Michael écarquille les yeux.
— Donc, tu es sortie en pleine nuit, laissant nos enfants à la maison, pour aller te saouler ? Félicitations, vraiment !
Émilie croise les bras, visiblement peu impressionnée.
— Tu as vu quelqu’un me ramener ici ? Si j’étais ivre, crois-tu que j’aurais pu conduire ? Je ne veux pas de problème, Michael.
— Tu fais quelque chose d’inacceptable, je te confronte et tu me dis que tu ne veux pas de problème ?! Explique-moi ce qui t’arrive, Émilie !
— Oh, tu veux parler de ce qui est à l’origine de tout ça ? » dit-elle en haussant un sourcil moqueur. « Très bien, parlons-en ! Comme je dois encaisser ton mépris quotidien ? Comme je dois fermer les yeux sur le fait que tu passes plus de temps avec ta directrice adjointe qu’avec ta propre femme ?
Michael ouvre la bouche pour répliquer, mais elle ne lui en laisse pas le temps.
— Tu veux savoir ce qui est en train de changer, Michael ? C’est moi.
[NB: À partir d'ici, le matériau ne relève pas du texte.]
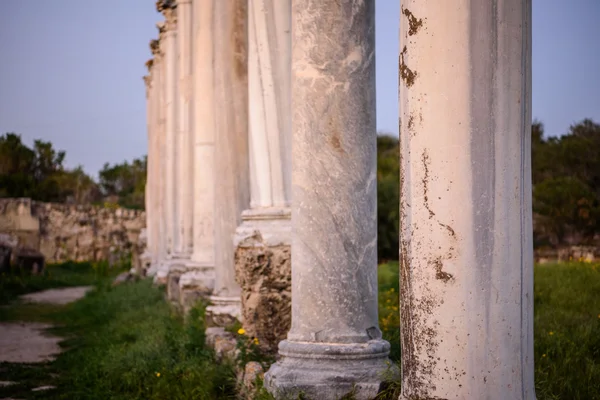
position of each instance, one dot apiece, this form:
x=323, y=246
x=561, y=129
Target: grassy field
x=125, y=342
x=566, y=327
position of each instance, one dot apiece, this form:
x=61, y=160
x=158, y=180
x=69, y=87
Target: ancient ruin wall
x=72, y=232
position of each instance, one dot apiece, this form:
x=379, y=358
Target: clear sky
x=71, y=71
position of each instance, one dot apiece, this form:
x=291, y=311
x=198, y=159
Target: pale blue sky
x=71, y=71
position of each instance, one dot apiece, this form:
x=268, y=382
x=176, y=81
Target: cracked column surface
x=158, y=71
x=334, y=346
x=184, y=182
x=465, y=206
x=263, y=240
x=232, y=189
x=199, y=279
x=170, y=85
x=184, y=142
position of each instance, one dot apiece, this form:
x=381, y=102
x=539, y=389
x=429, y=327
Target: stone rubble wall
x=264, y=274
x=64, y=232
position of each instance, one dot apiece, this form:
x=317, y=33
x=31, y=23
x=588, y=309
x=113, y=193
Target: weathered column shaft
x=334, y=345
x=151, y=131
x=170, y=130
x=184, y=134
x=232, y=192
x=204, y=134
x=162, y=155
x=264, y=237
x=269, y=63
x=199, y=278
x=465, y=208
Moi, qui ne suis plus prête à être ton petit chien fidèle qui attend patiemment un mari absent, un homme qui ne se soucie plus de sa femme. J’ai été patiente, j’ai été compréhensive, j’ai donné tout le respect nécessaire à ce mariage, mais j’ai fini par comprendre une chose essentielle : tu ne le mérites pas.
Elle s’approche de lui, le regard perçant.
— Tu es juste un homme qui voulait une épouse pour se donner un titre. Rien de plus.
Sur ces mots, elle tourne les talons et quitte le salon sans un regard en arrière. Michael reste figé, stupéfait. Pour la première fois, il a l’impression de perdre le contrôle sur sa femme.